A tray ceiling can add style to a room, but the prep, framing, and finishing can be complicated and costly. With vinyl EZ-Tray angled corner bead (800/874-2333, trim-tex.com), however, drywall contractor Myron Ferguson quickly and inexpensively converted this flat ceiling to one with eye-catching detail (1). At a soffit depth of 2 inches, the change in plane is modest but effective, making the system a good choice for rooms of average ceiling height.

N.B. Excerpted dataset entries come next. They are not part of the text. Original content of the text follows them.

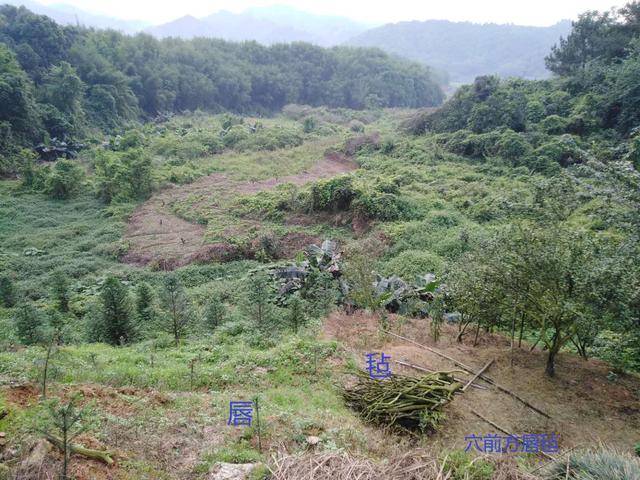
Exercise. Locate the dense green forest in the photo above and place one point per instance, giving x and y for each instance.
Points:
(62, 81)
(465, 50)
(198, 250)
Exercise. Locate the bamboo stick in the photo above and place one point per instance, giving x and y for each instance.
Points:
(470, 370)
(424, 369)
(473, 379)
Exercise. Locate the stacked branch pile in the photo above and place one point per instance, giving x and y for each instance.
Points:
(413, 403)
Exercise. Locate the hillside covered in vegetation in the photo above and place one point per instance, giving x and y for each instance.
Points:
(63, 81)
(176, 264)
(465, 50)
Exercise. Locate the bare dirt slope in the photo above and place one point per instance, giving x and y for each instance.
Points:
(587, 407)
(157, 235)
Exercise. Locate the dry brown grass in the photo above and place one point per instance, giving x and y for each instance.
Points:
(410, 466)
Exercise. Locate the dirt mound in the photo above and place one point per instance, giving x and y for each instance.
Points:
(156, 236)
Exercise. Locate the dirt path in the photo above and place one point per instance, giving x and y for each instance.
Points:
(586, 407)
(156, 235)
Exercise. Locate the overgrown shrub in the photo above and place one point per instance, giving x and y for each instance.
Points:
(29, 323)
(65, 180)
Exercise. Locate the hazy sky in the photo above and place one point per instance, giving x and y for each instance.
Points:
(521, 12)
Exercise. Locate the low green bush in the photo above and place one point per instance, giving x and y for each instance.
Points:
(598, 465)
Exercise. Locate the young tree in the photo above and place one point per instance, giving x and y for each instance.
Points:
(7, 291)
(60, 290)
(258, 300)
(177, 308)
(117, 326)
(295, 314)
(68, 422)
(145, 309)
(215, 313)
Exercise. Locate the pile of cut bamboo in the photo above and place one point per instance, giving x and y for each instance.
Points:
(413, 403)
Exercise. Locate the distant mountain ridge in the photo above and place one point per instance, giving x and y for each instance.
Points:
(70, 15)
(466, 50)
(267, 25)
(457, 51)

The installation begins with 2x2 furring strips screwed through the drywall into the framing, outlining the soffit areas (2). Intermittent blocking provides added support for the soffit drywall. The job shown here is new construction, but the method would be no different in a remodeling situation. In fact, the border areas can conceal new wiring runs for retrofit lighting fixtures.
Ferguson applies 1/2-inch drywall over the furring (3) and then trims it flush with a zip tool (4). Cleaning up raggedness and dangling paper with a rasp provides a crisp edge (5). A block of 2x4 added on the fly (6) backs up random butt joints, preventing movement and cracking (7) and allowing infill pieces to be quickly fitted without reference to a framing layout (8).
Once the drywall is installed, the exposed edge of the furring is covered with the 3-inch-wide EZ-Tray corner bead (9). Ferguson covers the long runs first, butting square-cut ends into the corners (10). Next — although the instructions don’t include this step — he applies adhesive caulk behind the top of the bead to help position and hold it against the ceiling drywall. The vinyl bead cuts easily with snips or a utility knife, and overlapping “mitered” corners are simple to make with a proprietary angle marker. Using spray adhesive, he then sticks the narrow installation flange to the drywall, staples it at 10-inch intervals, and covers it with compound (11). The angled face serves as a finished surface and requires no compound.
After taping, finishing, and priming the drywall, Ferguson uses acrylic caulk to blend the miters and integrate the top edge into the ceiling. The caulk readily takes texture and paint and gets finished with the ceiling for a seamless appearance. He prices the average soffit at about $10 per linear foot, based on the room’s perimeter dimensions.